BPF List
 help / color / mirror / Atom feed
From: Kumar Kartikeya Dwivedi <memxor@gmail.com>
To: bpf@vger.kernel.org
Cc: kkd@meta.com, Juri Lelli <juri.lelli@redhat.com>,
	Manu Bretelle <chantra@meta.com>, Jiri Olsa <jolsa@kernel.org>,
	Alexei Starovoitov <ast@kernel.org>,
	Andrii Nakryiko <andrii@kernel.org>,
	Daniel Borkmann <daniel@iogearbox.net>,
	Martin KaFai Lau <martin.lau@kernel.org>,
	Eduard Zingerman <eddyz87@gmail.com>,
	kernel-team@fb.com
Subject: [PATCH bpf v1 3/4] bpf: Augment raw_tp arguments with PTR_MAYBE_NULL
Date: Tue, 10 Dec 2024 18:01:55 -0800	[thread overview]
Message-ID: <20241211020156.18966-4-memxor@gmail.com> (raw)
In-Reply-To: <20241211020156.18966-1-memxor@gmail.com>

Arguments to a raw tracepoint are tagged as trusted, which carries the
semantics that the pointer will be non-NULL.  However, in certain cases,
a raw tracepoint argument may end up being NULL. More context about this
issue is available in [0].

Thus, there is a discrepancy between the reality, that raw_tp arguments can
actually be NULL, and the verifier's knowledge, that they are never NULL,
causing explicit NULL checks to be deleted, and accesses to such pointers
potentially crashing the kernel.

A previous attempt [1], i.e. the second fixed commit, was made to
simulate symbolic execution as if in most accesses, the argument is a
non-NULL raw_tp, except for conditional jumps.  This tried to suppress
branch prediction while preserving compatibility, but surfaced issues
with production programs that were difficult to solve without increasing
verifier complexity.
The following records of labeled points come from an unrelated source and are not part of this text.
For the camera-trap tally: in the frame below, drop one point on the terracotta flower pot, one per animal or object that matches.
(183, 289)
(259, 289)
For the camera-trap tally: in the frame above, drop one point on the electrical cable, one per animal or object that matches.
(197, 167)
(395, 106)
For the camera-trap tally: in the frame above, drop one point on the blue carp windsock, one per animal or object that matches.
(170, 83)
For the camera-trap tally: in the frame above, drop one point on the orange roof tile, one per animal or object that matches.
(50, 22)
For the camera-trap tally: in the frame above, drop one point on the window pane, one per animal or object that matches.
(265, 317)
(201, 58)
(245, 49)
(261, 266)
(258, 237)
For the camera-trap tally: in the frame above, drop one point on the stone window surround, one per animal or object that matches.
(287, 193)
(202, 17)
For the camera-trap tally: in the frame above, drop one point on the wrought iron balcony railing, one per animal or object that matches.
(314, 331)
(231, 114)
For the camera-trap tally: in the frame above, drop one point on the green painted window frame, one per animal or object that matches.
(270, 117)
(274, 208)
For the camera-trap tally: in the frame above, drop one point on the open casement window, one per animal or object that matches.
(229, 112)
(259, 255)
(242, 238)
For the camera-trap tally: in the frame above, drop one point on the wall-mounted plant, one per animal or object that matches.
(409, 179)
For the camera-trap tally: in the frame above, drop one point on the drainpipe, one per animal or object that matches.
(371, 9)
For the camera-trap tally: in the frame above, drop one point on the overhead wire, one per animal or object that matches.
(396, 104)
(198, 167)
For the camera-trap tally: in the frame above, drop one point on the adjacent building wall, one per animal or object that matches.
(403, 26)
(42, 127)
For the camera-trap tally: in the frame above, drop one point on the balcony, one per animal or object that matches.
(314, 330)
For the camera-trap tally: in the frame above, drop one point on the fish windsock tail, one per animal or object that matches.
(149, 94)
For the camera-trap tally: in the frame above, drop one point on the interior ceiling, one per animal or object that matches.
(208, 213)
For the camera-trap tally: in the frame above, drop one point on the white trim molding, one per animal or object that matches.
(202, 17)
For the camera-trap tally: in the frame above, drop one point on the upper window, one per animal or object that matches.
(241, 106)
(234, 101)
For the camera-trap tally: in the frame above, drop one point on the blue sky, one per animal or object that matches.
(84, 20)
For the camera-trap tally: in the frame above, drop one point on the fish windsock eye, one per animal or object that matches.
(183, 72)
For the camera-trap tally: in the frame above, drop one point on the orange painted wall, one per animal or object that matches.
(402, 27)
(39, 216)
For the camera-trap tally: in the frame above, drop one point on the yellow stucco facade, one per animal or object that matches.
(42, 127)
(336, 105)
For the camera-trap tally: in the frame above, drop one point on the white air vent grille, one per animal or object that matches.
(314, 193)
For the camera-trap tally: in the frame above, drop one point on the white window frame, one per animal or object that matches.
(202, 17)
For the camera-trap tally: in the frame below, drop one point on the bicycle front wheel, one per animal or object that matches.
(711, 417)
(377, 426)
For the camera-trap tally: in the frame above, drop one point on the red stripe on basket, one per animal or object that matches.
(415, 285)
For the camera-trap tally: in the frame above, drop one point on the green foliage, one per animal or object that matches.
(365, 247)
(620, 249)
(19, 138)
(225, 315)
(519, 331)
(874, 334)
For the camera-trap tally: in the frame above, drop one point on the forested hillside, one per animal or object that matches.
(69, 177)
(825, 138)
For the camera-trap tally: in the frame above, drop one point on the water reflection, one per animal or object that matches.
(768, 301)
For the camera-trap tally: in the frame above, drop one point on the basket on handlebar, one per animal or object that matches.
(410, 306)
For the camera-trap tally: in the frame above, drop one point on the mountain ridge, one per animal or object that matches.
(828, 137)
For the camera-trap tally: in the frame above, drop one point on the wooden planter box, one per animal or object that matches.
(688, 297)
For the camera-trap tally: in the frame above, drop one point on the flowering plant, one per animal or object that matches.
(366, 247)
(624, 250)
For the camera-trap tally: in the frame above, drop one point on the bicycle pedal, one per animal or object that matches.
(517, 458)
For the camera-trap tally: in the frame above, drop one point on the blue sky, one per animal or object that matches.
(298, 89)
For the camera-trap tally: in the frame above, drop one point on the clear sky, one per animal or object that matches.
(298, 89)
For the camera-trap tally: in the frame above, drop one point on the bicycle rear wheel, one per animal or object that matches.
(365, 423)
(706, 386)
A more complete discussion of issues and fixes is
available at [2].

Fix this by maintaining an explicit, incomplete list of tracepoints
where the arguments are known to be NULL, and mark the positional
arguments as PTR_MAYBE_NULL. Additionally, capture the tracepoints where
arguments are known to be PTR_ERR, and mark these arguments as scalar
values to prevent potential dereference.

In the future, an automated pass will be used to produce such a list, or
insert __nullable annotations automatically for tracepoints. Anyhow,
this is an attempt to close the gap until the automation lands, and
reflets the current best known list according to Jiri's analysis in [3].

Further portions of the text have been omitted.